Die Beobachtung dieses „kollektiven Zustands“ bei den Elektronen gleicht in Ongs Augen einem der Wunder der Natur. Ein solches Verhalten könne, so der Forscher, nur durch die Regeln der Quantenphysik erklärt werden. Es ist zwar schon länger bekannt, dass Elektronen in einem komplexen kristallinen Feststoff wie dem Wismut sich schneller bewegen als in konventionellen Materialien.

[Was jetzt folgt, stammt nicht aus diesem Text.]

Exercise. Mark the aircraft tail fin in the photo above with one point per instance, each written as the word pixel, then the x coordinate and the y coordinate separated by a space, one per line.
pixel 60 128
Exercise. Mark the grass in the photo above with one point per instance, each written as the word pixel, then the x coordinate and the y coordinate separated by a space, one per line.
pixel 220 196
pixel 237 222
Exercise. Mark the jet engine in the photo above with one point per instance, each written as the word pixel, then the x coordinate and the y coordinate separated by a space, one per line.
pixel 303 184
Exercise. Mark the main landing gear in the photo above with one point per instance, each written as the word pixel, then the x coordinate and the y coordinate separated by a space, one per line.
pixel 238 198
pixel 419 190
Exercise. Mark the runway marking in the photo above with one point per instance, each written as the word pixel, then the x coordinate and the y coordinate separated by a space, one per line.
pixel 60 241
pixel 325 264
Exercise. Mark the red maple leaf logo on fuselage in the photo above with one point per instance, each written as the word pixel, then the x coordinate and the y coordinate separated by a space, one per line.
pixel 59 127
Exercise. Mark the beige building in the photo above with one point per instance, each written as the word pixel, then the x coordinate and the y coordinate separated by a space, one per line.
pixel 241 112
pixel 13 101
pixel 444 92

Im Wismut macht diese „relativistische“ Eigenschaft sie zu guten Kandidaten für zukünftige Anwendungen wie Quantencomputer oder andere elektronische Bauteile auf quantenmechanischer Basis.

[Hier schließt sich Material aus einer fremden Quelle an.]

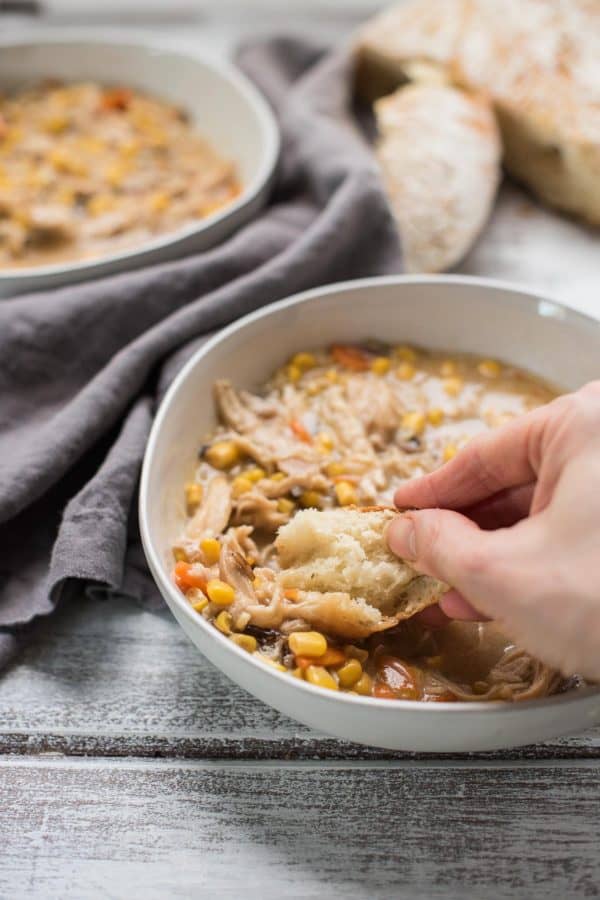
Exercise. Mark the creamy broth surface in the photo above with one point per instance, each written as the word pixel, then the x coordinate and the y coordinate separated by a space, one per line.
pixel 344 426
pixel 87 170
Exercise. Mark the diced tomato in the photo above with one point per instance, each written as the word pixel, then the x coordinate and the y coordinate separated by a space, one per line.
pixel 444 697
pixel 300 431
pixel 351 357
pixel 186 577
pixel 397 680
pixel 117 99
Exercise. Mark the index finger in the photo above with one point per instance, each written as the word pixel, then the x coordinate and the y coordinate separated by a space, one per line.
pixel 490 463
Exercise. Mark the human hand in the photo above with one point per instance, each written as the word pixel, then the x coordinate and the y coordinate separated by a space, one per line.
pixel 513 524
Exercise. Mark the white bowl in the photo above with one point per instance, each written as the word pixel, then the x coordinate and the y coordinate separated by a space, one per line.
pixel 225 106
pixel 452 313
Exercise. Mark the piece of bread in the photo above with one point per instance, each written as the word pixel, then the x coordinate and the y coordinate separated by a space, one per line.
pixel 439 152
pixel 539 62
pixel 344 552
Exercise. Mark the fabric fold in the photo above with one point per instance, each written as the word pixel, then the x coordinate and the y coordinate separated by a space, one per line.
pixel 84 366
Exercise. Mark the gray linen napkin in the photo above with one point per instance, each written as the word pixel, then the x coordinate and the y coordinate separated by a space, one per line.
pixel 82 368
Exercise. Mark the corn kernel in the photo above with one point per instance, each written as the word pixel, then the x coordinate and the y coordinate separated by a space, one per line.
pixel 159 201
pixel 220 593
pixel 447 368
pixel 115 174
pixel 353 652
pixel 381 365
pixel 193 497
pixel 64 162
pixel 406 371
pixel 450 451
pixel 211 550
pixel 489 368
pixel 270 662
pixel 130 148
pixel 242 621
pixel 364 685
pixel 196 599
pixel 223 622
pixel 245 641
pixel 413 422
pixel 345 493
pixel 310 500
pixel 66 196
pixel 325 442
pixel 405 353
pixel 56 124
pixel 240 485
pixel 320 677
pixel 223 455
pixel 307 643
pixel 179 554
pixel 304 361
pixel 255 475
pixel 435 415
pixel 349 673
pixel 453 386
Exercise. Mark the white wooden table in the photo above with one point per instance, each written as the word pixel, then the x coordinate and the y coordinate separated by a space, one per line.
pixel 129 767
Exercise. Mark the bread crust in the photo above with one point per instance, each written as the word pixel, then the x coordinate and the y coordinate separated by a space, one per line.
pixel 338 562
pixel 537 60
pixel 439 152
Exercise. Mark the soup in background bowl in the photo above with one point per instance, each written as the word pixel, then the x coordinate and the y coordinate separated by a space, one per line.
pixel 82 225
pixel 451 316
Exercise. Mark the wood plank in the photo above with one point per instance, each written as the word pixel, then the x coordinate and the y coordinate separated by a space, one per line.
pixel 78 829
pixel 111 679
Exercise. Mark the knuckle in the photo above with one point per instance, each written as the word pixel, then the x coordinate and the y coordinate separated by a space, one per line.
pixel 477 560
pixel 427 536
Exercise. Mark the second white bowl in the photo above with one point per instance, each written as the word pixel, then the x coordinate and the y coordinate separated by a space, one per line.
pixel 226 108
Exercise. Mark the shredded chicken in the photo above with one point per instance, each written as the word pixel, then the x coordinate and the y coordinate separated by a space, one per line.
pixel 345 427
pixel 212 517
pixel 256 509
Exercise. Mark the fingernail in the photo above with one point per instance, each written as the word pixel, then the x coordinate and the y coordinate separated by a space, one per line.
pixel 401 538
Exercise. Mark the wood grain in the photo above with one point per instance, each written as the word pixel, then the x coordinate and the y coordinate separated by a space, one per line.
pixel 110 679
pixel 177 829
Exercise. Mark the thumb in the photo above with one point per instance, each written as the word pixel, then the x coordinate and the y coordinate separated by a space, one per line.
pixel 440 543
pixel 485 567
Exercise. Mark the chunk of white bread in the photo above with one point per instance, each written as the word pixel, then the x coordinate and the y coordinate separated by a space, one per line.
pixel 345 550
pixel 439 152
pixel 537 60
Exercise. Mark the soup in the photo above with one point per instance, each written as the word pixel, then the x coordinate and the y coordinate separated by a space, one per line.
pixel 88 170
pixel 343 427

„Auf dem Weg zu immer kleineren und schnelleren Transistoren versuchen Physiker und Ingenieure das Quantenverhalten von Elektronen zu zähmen“, erklärt Ong. „Forschung an Wismut und Graphen, einem weiteren Material, könnten neue Ergebnisse liefern, die den Werkzeugkasten der Quantenforscher erweitert.“ Wenn es den Wissenschaftlern gelingt, das Verhalten der Elektronen im Wismut genau zu dokumentieren und damit auch ihren Weg durch das Material genau vorherzusagen, könnte sie diese Eigenschaften gezielt für elektronische Systeme manipulieren.